Besides resonating many traditions of comedy against a firm basic realism, the film rests on an apparently complex emotional and philosophic base which seems to me not really complex but simply mature, being—on its smaller scale—at once as nihilistic as Celine, at least as deeply humane as Dickens, and at all times inviolably, genuinely, and intelligently gay. Excepting a few moments when Sturges forces everything too far, the film is also beautifully played, especially by William Demarest, whose performance stands with Paul Lukas’ in The Watch on the Rhine among the finest I have seen.

But you may, I have to realize, disagree with me. I have incredulously heard some people dismiss the show as ‘comedy”; they should stick to something really vital and serious like Zola. Others feel it is too frantic and too rough; it has enough mental, creative, and merely brutal energy for a hundred average pictures. Others object to various errors of taste, mainly connected with making laughs out of pregnancy. Here again I partly agree; but I would rather see pregnancy remain a subject for questionable laughter than see it become taboo against any laughter at all. Still others dislike the film for its multiple attack, its shiftiness of style; but if you accept that principle in Joyce or in Picasso, you will examine with interest how brilliantly it can be applied in moving pictures and how equally promising, as against the lovely euphonies René Clait achieved according to the same principle, astute cacaphony can be. For barring Chaplin’s this seems to me the largest American attempt, on the level of full consciousness, to stir up from the bottom the whole history and possibility of moving pictures into one broth; to draw, like Clair, on the blackloam, instinctive genius of the Mack Sennett comedies; and to amuse and excite the simplest at once with the most complex customers. In fact, in the degree that this film is disliked by those who see it, whether consciously or passively, I see a measure less of its inadequacies than of the progress of that terrible softening, solemnity, and idealization which, increasing over several years, has all but put an end to the output and intake of good moving pictures in this country.

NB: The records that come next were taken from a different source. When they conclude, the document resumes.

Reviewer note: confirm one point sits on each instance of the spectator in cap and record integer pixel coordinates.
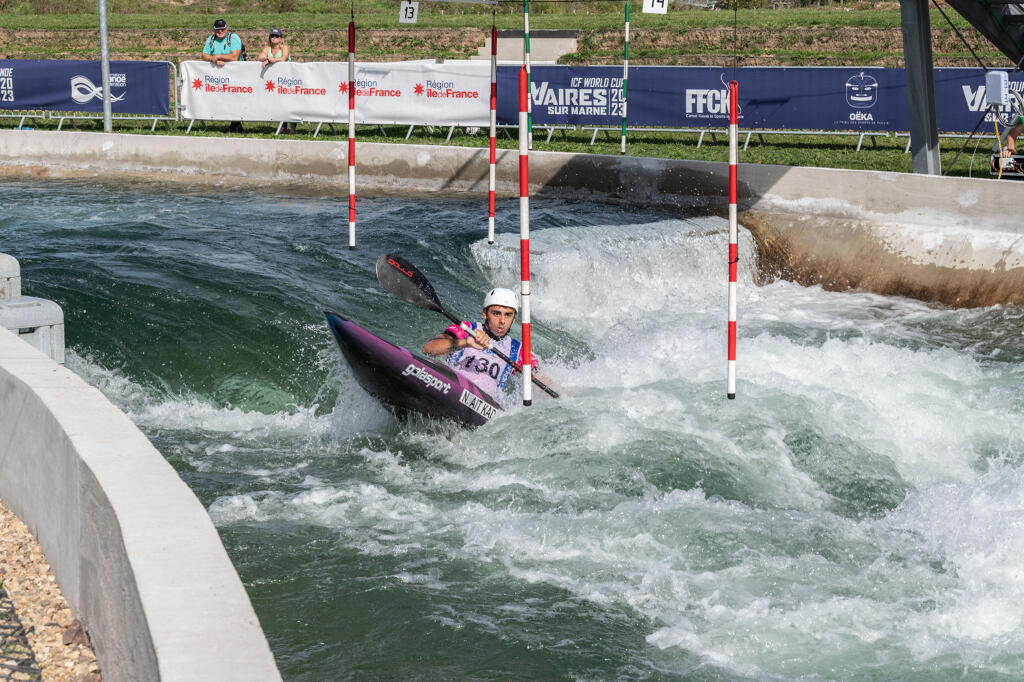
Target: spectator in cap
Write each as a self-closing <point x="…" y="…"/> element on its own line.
<point x="222" y="45"/>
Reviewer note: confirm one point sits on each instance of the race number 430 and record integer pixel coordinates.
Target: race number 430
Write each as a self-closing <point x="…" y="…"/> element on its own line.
<point x="408" y="11"/>
<point x="655" y="6"/>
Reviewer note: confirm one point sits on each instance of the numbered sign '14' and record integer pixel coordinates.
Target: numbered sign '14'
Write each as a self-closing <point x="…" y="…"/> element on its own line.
<point x="408" y="11"/>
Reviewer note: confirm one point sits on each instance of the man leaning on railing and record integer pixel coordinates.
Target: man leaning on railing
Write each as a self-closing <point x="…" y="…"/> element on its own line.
<point x="223" y="46"/>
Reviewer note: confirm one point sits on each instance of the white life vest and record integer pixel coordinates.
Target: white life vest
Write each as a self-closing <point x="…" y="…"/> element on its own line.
<point x="483" y="368"/>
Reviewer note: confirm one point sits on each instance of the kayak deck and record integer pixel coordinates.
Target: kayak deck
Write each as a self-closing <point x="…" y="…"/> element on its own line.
<point x="407" y="382"/>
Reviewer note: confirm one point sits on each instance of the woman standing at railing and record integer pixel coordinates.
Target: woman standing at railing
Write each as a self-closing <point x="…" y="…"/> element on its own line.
<point x="275" y="50"/>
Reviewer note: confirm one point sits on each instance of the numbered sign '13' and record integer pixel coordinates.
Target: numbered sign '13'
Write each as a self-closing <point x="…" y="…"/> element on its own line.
<point x="408" y="11"/>
<point x="655" y="6"/>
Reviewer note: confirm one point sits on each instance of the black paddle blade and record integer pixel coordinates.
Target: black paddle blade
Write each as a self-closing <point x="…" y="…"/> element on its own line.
<point x="400" y="278"/>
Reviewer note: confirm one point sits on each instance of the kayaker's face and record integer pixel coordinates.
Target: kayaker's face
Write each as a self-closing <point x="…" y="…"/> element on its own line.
<point x="499" y="320"/>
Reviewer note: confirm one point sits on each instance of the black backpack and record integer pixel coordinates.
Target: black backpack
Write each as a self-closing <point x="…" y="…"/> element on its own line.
<point x="242" y="54"/>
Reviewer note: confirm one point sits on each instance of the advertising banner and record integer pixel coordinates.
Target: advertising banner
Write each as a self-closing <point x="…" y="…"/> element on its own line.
<point x="855" y="98"/>
<point x="960" y="99"/>
<point x="136" y="87"/>
<point x="408" y="93"/>
<point x="830" y="98"/>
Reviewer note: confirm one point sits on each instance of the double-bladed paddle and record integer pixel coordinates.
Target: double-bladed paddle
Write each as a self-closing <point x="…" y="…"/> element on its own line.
<point x="400" y="278"/>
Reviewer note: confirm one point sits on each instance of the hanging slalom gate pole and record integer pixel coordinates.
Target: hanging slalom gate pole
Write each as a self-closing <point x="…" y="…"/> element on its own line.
<point x="733" y="236"/>
<point x="524" y="232"/>
<point x="351" y="132"/>
<point x="494" y="127"/>
<point x="626" y="72"/>
<point x="525" y="61"/>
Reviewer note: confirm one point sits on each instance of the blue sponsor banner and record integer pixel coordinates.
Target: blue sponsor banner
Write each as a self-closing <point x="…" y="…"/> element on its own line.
<point x="136" y="87"/>
<point x="960" y="99"/>
<point x="855" y="98"/>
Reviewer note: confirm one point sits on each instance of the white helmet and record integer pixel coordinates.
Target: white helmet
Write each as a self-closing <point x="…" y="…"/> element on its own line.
<point x="500" y="296"/>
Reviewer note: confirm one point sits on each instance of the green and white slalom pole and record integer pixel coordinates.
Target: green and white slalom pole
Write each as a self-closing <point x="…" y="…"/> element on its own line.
<point x="626" y="72"/>
<point x="525" y="65"/>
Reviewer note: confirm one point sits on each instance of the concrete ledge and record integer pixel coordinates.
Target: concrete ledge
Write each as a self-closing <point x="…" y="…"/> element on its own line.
<point x="134" y="552"/>
<point x="953" y="241"/>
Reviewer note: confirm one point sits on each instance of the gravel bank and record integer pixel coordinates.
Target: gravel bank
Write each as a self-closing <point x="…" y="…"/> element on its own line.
<point x="59" y="644"/>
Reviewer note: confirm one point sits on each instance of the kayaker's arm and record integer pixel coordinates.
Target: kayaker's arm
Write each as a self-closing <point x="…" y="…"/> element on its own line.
<point x="444" y="343"/>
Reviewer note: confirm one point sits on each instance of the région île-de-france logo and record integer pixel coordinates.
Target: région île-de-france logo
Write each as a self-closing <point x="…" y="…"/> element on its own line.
<point x="444" y="90"/>
<point x="292" y="86"/>
<point x="82" y="89"/>
<point x="861" y="91"/>
<point x="369" y="89"/>
<point x="219" y="84"/>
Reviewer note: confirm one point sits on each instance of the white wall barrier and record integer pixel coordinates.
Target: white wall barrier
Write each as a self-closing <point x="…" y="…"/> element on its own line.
<point x="404" y="92"/>
<point x="134" y="552"/>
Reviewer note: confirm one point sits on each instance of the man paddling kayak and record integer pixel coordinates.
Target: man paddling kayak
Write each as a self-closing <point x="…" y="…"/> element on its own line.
<point x="469" y="354"/>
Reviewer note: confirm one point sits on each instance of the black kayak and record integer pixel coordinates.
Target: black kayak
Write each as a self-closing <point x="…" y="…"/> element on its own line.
<point x="406" y="382"/>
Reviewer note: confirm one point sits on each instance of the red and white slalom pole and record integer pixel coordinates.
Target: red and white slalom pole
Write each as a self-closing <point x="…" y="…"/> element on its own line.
<point x="351" y="134"/>
<point x="626" y="71"/>
<point x="494" y="129"/>
<point x="525" y="61"/>
<point x="733" y="235"/>
<point x="527" y="384"/>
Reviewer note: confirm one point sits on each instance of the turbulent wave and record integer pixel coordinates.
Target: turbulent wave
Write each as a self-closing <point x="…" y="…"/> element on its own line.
<point x="853" y="513"/>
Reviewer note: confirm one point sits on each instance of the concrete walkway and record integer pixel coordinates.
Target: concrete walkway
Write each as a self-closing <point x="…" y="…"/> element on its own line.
<point x="544" y="45"/>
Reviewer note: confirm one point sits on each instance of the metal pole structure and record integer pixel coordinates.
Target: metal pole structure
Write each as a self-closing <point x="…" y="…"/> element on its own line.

Yet the more I think about the film, the less I like it. There are too many things that Sturges, once he had won all the victories and set all the things moving which he managed to here, should have achieved unhindered, purely as a good artist; and he has not even attempted them. He is a great broken-field runner; once the field is clear he sits down and laughs The whole tone of the dialogue, funny and bright as it often is, rests too safely within the pseudo-cute, pseudoauthentic, patronizing diction perfected by Booth Tarkington. And in the stylization of action as well as language it seems to me clear that Sturges holds his characters, and the people they comically represent, and their predicament, and his audience, and the best potentialities of his own work, essentially in contempt. His emotions, his intelligence, his aesthetic ability never fully commit themselves; all the playfulness becomes rather an avoidance of commitment than an extension of means for it. Cynicism, which gives the film much of its virtue, also has it by the throat; the nihilism, the humaneness, even the gaiety become, in that light, mere postures and tones of voices; and whereas nearly all the mischief is successful, nearly every central and final responsibility is shirked. Of course there is always the danger, in trying to meet those ultimate human and aesthetic responsibilities, of losing your gaiety; but that never happened to Mozart—or to René Clair at his best.

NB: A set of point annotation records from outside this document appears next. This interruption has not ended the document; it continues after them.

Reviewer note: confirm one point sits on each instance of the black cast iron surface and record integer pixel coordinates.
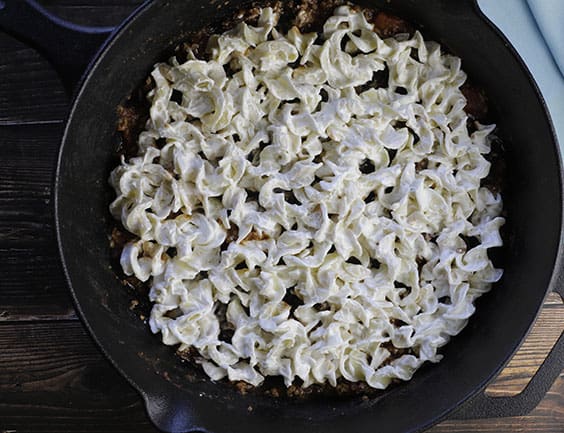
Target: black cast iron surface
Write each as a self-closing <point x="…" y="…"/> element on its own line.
<point x="503" y="317"/>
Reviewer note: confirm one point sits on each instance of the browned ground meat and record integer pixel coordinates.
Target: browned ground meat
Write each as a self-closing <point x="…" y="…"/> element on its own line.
<point x="307" y="15"/>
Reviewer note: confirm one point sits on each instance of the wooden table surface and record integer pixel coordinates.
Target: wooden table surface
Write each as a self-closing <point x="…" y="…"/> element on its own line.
<point x="52" y="376"/>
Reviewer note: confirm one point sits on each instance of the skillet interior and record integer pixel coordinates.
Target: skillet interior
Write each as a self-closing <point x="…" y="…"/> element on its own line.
<point x="181" y="398"/>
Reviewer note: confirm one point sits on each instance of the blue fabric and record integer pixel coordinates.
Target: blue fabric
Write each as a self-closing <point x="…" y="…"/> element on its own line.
<point x="549" y="15"/>
<point x="515" y="19"/>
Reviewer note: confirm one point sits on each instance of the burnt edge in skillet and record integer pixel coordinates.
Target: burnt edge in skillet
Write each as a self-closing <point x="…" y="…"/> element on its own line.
<point x="133" y="114"/>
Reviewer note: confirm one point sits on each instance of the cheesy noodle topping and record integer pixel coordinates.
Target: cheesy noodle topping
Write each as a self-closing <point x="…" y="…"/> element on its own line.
<point x="297" y="217"/>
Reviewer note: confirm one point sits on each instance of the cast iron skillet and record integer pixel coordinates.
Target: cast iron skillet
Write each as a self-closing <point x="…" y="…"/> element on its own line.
<point x="177" y="401"/>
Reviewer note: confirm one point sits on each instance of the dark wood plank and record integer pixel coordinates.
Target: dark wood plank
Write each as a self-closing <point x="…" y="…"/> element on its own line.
<point x="33" y="286"/>
<point x="64" y="387"/>
<point x="70" y="387"/>
<point x="30" y="90"/>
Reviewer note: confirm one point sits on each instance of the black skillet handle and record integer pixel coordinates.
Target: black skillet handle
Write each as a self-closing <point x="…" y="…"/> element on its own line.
<point x="484" y="406"/>
<point x="69" y="47"/>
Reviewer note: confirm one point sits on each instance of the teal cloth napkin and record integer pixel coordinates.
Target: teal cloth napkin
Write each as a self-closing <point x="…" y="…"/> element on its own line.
<point x="515" y="18"/>
<point x="549" y="15"/>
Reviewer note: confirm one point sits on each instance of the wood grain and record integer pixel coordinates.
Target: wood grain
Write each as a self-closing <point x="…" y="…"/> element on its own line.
<point x="52" y="376"/>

I mention Clair again because Sturges has so many similar abilities so richly—and because there is such a difference between the two. Whether or not he ever makes another film under favorable circumstances, and up to his best, Clair is one of the few great artists of this century. Sturges, in his middle forties, is still just the most gifted American working in films, vividly successful in the kind of artful-dodging which frustrates Clair; hollow and evasive at those centers in which Clair is so firm. I suspect that Sturges feels that conscience and comedy are incompatible. It would be hard for a man of talent to make a more self-destructive mistake.